Archive for May 24th, 2013

May 24, 2013

what we could’ve been

i recalled before u said that all u wanted was to find someone that blows your mind and then spend the rest of your life with, that’s as simple as what you’ve ever wanted. when i heard what u said, immediately i thought we understood each other because that’s what i’ve always wanted, and we both understood how hard it was to find love in the first place. we dated, we kissed for hours and in the end we ended up being together not because of sex, but because how we loved and fell for each other.

i’ve always pictured us giving each other a fair time off after that incident and no contact, then we would recollect all our emotions and think back all the shit that we’ve been through over the past few months back to the start and the memories of how we got together, then evaluate our relationship, come to an understanding, talk it through after our cool down period and work things out because at this point in our lives in a gay relationship, in the long run, all we could yearn for is companionship, trust, and commitment to each other. i gave u my all, and i gave u everything (and sometimes probably too much of it), except for trust which i realized recently was what we needed to work on. i was prepared to do that, but apparently it seemed like u didn’t even bothered to try.

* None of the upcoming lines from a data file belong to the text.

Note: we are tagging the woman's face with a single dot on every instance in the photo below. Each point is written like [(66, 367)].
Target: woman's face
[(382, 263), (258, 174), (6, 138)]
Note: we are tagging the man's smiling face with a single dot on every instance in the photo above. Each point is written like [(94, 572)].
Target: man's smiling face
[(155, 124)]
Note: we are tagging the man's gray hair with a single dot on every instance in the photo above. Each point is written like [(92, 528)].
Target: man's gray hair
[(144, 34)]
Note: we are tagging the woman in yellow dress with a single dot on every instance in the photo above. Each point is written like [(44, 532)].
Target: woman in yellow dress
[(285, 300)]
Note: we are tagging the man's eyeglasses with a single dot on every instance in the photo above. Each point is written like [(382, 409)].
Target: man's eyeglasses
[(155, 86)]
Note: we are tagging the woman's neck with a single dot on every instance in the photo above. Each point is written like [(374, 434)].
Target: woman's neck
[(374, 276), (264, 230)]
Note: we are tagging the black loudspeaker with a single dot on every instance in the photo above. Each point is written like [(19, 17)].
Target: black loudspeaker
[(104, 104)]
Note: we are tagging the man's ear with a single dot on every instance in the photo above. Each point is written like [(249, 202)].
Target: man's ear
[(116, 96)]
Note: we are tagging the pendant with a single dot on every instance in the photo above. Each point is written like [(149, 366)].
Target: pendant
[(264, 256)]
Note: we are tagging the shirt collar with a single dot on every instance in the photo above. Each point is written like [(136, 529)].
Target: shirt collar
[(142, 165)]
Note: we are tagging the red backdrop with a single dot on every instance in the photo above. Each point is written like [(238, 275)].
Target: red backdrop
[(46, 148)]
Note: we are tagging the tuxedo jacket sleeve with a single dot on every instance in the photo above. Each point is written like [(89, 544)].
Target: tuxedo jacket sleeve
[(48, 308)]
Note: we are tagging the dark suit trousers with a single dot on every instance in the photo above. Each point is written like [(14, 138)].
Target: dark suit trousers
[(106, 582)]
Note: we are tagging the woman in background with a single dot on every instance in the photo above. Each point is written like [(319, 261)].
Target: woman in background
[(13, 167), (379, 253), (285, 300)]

where else could u find someone committed in a companionship in the distant years to come when we’re both old, saggy and ridden with sickness who’s willing to look past your ugly flaws and the worst of you and put all the effort to accept and adapt because he still thinks that you’re worth it as a companion, friend, lover, family, etc?

where else could u find someone who’s willing to be in an open relationship because u have urges and all that he needed was simply just an assurance that everytime u will always come back to his heart and a little bit of patience, and not some confusing shit that u have to actually “choose” between the other guy and him.

where else could u find someone selfless enough that will go that extra mile for u when u needed the most even if it means waking up in the middle of the night to send u off to the airport or the bus station and not complaint a single bit because he knows how much u mean to him?

where else could u find someone to make an effort to try and forcibly push away all his own insecurities just so he can give u what u’ve always wanted regardless of how uncomfortable it is and all u needed to give was just time a bit little more patience?

where else could u find someone that can be easily talked out of a heated argument simply by just a light touch on the face, a slight nudge on the shoulder, a small peck on the cheek, or just a silly stupid joke to make him smile again, forget everything and make everything alright again?

where else could u find someone who’s fascinated by your job and putting an effort to Google the internet and read terms and some jargons to understand your job just so u won’t feel so isolated when u talk about your frustration at work?

where else could u find someone who would make the effort to prepare food and bites for you whenever you’re busy and hungry knowing how big portions you want in your meals after a tiring day at work, especially your favorite curry noodles?

where else could u find someone who’s heart aches when you get sad or upset about in work or your family and will always be there no matter what to make everything alright again because all he cares more in the world is you other than himself?

where else could u find someone who has good friends that accepts him for who he is and is willing to make u feel comfortable and to meet u and is genuinely happy for u both without any forms of discrimination, judgments, just pure open, honest, friendship, love and absolute respect for the privacy of u both?

this was what we could have been, what we could’ve had, and what we could’ve become, if only it could’ve been our reality.